An active polarisation filter is placed in front of the D-Cinema projector's lens. This filter polarizes the light waves of the stereoscopic subframes in a different way per eye. The lenses of the passive 3D glasses are polarised accordingly so they let only pass the right eye picture or the left eye picture. As a conventional matte white screen would neutralise this polarisation, a silver screen is required.
The light waves of the stereoscopic subframes are polarised differently by a rotating polarisation filter wheel placed in front of the lens. Appropriately polarised 3D glasses complement this system. A conventional matte white screen would neutralise this polarisation, so a silver screen is required.

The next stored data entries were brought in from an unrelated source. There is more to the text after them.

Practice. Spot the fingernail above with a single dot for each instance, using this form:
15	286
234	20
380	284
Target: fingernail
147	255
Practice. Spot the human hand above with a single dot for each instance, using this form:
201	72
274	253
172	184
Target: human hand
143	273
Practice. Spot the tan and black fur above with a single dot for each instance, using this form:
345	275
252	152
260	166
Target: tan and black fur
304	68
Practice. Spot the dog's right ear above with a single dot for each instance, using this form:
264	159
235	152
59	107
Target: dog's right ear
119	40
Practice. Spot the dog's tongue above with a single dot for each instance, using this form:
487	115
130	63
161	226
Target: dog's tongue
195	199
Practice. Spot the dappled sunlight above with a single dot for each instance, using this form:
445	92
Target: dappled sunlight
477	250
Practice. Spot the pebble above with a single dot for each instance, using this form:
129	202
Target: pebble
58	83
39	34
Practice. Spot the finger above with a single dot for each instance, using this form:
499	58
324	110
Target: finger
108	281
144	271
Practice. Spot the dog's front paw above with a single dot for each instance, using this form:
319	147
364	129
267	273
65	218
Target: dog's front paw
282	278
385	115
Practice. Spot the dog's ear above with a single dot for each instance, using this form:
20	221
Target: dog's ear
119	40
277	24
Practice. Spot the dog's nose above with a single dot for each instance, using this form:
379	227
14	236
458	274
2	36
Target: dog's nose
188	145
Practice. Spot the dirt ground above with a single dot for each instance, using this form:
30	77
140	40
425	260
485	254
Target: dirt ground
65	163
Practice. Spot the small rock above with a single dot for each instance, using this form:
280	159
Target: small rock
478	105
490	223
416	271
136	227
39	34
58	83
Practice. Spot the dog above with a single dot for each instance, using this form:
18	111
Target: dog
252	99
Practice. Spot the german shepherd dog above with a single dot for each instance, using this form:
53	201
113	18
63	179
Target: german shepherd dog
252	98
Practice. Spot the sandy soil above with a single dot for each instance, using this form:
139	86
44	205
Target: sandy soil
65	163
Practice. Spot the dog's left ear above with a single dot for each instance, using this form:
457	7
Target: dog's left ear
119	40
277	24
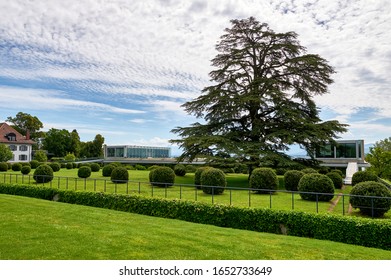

A rotating filter wheel assembly integrated in the D-Cinema projector slightly shifts the spectral position of the light waves for the RGB primary colours of the right eye and left eye pictures. The filter lenses of the corresponding passive 3D glasses are tuned to the resultant colour shift, so each eye can only perceive one of the two projected 3D subframes.
The D-cinema projector signals a special sync box whether a right eye or a left eye picture is projected at the moment. The sync box controls the active shutter-glasses by infrared communication, dimming their lenses alternately so only one eye at a time can look at the screen. If the picture for the left eye is projected, the right glass becomes opaque, and vice versa.